Restitution, Missing the Peremptory Period, Missing the Hearing, Reasons Beyond Control, Absence of Means to Take Further Legal Action.

Maddî gerçeğin ortaya çıkarılması, medenî usûl hukukunun amaçlarından biridir1. Ancak davaların makul süre içinde, fazla masrafa yol açmadan ve basit bir şekilde görülmesi de, usûl ekonomisi ilkesinin gereğidir (m.30)2. İşte yargılamanın makul süre içinde ve düzenli bir biçimde yürütülebilmesini sağlamak amacıyla usûlî işlemlerin yapılması belirli sürelere3 tâbi tutulmuş ve taraflar için öngörülen kesin sürelere uyulmaması, süreye riayet etmeyen tarafın, o işlemi yapma hakkının ortadan kalkması şeklinde yaptırıma bağlanmıştır (m.94/3). Süre sınırlamaları, mahkemeleri aynı işle uzun süre meşgul etmemek için de gereklidir. Ayrıca belirtmek gerekir ki, yargılama ile ilgili işlemler için süre sınırlamaları konulması maddî hukuka ilişkin hakkın bir an önce gerçekleşmesine ve hukuk güvenliğine de hizmet eder4.

Taraflar için belirlenen kesin sürelere riayetsizliğin sonucu olarak, kesin süre içinde yapılması gereken işlemi yapma hakkı ortadan kalkacağından (HMK m.94/3), davaya söz konusu işlem yapılmaksızın veya süresinden sonra yapılan işlem dikkate alınmaksızın devam edilir.
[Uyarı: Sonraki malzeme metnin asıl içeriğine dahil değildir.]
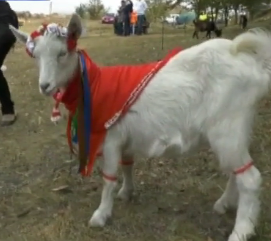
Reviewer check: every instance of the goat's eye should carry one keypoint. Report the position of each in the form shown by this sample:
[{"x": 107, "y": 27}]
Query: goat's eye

Bunun sonucu bazen kesin süre içinde işlem yapmayan taraf aleyhine davanın hükme bağlanmasına sebebiyet verecek kadar ağır olabilir. Ancak kesin süre, kendisine süre verilenin elinde olmayan sebeplerle de kaçırılmış olabilir. Kesin süreye uyulmamasının yaptırımını (m.94/3) istisnasız uygulamak, aşırı bir şekilciliğe; dolayısıyla, şeklin esasın önüne geçmesine yol açar. Bu durum, usûl işlemlerinin sürelere bağlanmasının maddî hukuka ilişkin hakkın bir an önce gerçekleşmesi şeklindeki amacına aykırı olacağı gibi, hukuka olan güvenin de sarsılmasına sebebiyet verir5. Bunu öngören kanunkoyucu eski hâle getirme kurumunu (m.95-101) kabul ederek elde olmayan sebeplerle kesin sürenin kaçırılmış olması halinde, ortadan kalkmış olan o işlemi yapma hakkının tekrar elde edilmesine olanak sağlamıştır.

Bu çalışmayı yapmaktaki amacımız, 6100 sayılı Kanun’un eski hâle getirme kurumuna ilişkin hükümlerine (m.95-101) göre, eski hâle getirme yoluna başvuru koşullarını, eski hâle getirme usûlü bağlamında talebin şekil ve kapsamını, talebi inceleyecek mercii, bu merciin yapacağı incelemeyi ve bu konuda verilecek kararları izah etmektir. Bu inceleme yapılırken 1086 sayılı Kanun’un eski hâle getirme kurumuna ilişkin hükümleriyle 6100 sayılı Kanun’un karşılık hükümleri arasındaki farklar belirtilerek 6100 sayılı Kanun’un bu konuda getirdiği değişiklikler de değerlendirilmeye çalışılacaktır.